En 2015, c'est 6 315 000 hectares
de forêts qui ont été affectés par l'épidémie, soit deux millions de plus qu'en
2014. La superficie touchée continue donc d'augmenter de manière importante, et
cette épidémie doit être considérée de plus en plus comme une catastrophe
naturelle, et nous devrons prendre tous les moyens disponibles pour la
combattre. Pour la forêt privée, plus spécifiquement, on parle de
778 000 hectares qui sont affectés. Dans le Bas-Saint-Laurent, la
proportion de la forêt privée infestée s'élève à 47 %. En Gaspésie, la
progression de l'épidémie s'est accélérée depuis 2012.
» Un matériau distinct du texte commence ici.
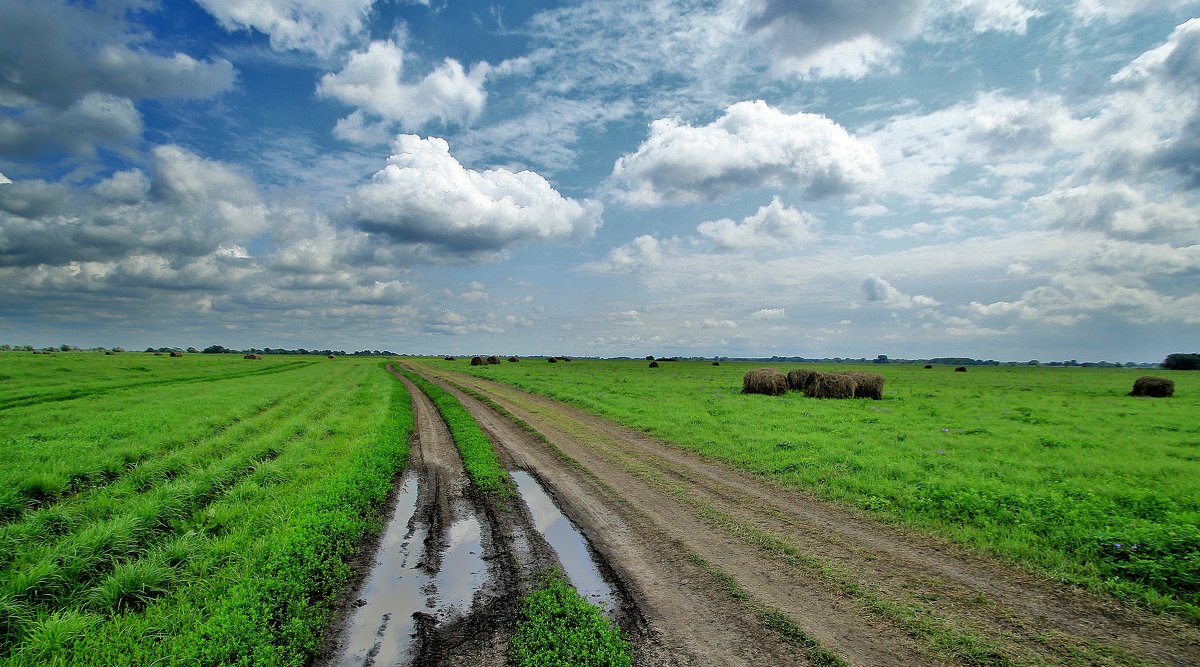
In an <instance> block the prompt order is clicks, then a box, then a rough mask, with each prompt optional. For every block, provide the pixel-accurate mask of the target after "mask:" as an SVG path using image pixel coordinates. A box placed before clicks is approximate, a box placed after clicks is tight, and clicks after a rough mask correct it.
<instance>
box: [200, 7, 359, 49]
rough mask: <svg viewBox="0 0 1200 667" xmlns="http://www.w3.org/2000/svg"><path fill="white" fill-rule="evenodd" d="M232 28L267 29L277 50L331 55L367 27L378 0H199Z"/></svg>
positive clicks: (260, 30)
mask: <svg viewBox="0 0 1200 667" xmlns="http://www.w3.org/2000/svg"><path fill="white" fill-rule="evenodd" d="M197 1H198V2H199V5H200V6H202V7H204V8H205V10H208V11H209V13H210V14H212V16H214V17H215V18H216V19H217V20H218V22H220V23H221V25H222V26H223V28H224V29H226V30H229V31H233V30H244V29H253V30H258V31H259V32H263V34H264V35H266V36H268V37H270V41H271V48H274V49H277V50H287V49H294V50H307V52H312V53H316V54H318V55H329V54H331V53H332V52H335V50H336V49H338V48H340V47H342V46H343V44H346V43H347V42H349V41H352V40H353V38H354V37H356V36H358V35H361V34H362V31H364V19H366V17H367V14H368V13H370V12H371V7H372V5H374V0H197Z"/></svg>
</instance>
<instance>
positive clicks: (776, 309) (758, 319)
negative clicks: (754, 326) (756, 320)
mask: <svg viewBox="0 0 1200 667" xmlns="http://www.w3.org/2000/svg"><path fill="white" fill-rule="evenodd" d="M785 314H786V312H785V311H784V308H760V310H757V311H755V312H752V313H750V319H758V320H776V319H784V317H785Z"/></svg>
En ce moment, il n'existe aucun programme
de prévention, de lutte directe ou de récupération pour aider les petits
propriétaires forestiers à combattre l'épidémie. Ils doivent eux-mêmes assumer
les coûts de l'arrosage aérien ou tout simplement couper leur bois de manière
prématurée. Je vous rappelle que la forêt privée, c'est 130 000 propriétaires,
ça fait travailler plus de 25 000 personnes partout au Québec, et chaque
dollar investi en forêt privée génère 6 $ en activités économiques, pour
un total d'environ 2,3 milliards de dollars au Québec. Je vous rappelle
également que les budgets en forêt privée ont diminué considérablement en
Gaspésie et au Bas-Saint-Laurent depuis que ce gouvernement a été élu, il y a
près de deux ans.
Nous demandons donc au ministre des
Forêts, en concertation avec son homologue fédéral, une stratégie permanente de
soutien aux producteurs forestiers affectés par la tordeuse, qui prévoit, entre
autres, l'investissement en prévention, en lutte directe et en récupération. Et
ça va s'opérationnaliser de la manière suivante : on demande donc des
budgets d'arrosage afin de protéger les plantations d'avenir, qui ont nécessité
des investissements importants dans le passé. Donc, on ne peut pas perdre ce
qui a été produit. Il faut absolument arroser pour garder les tiges du futur.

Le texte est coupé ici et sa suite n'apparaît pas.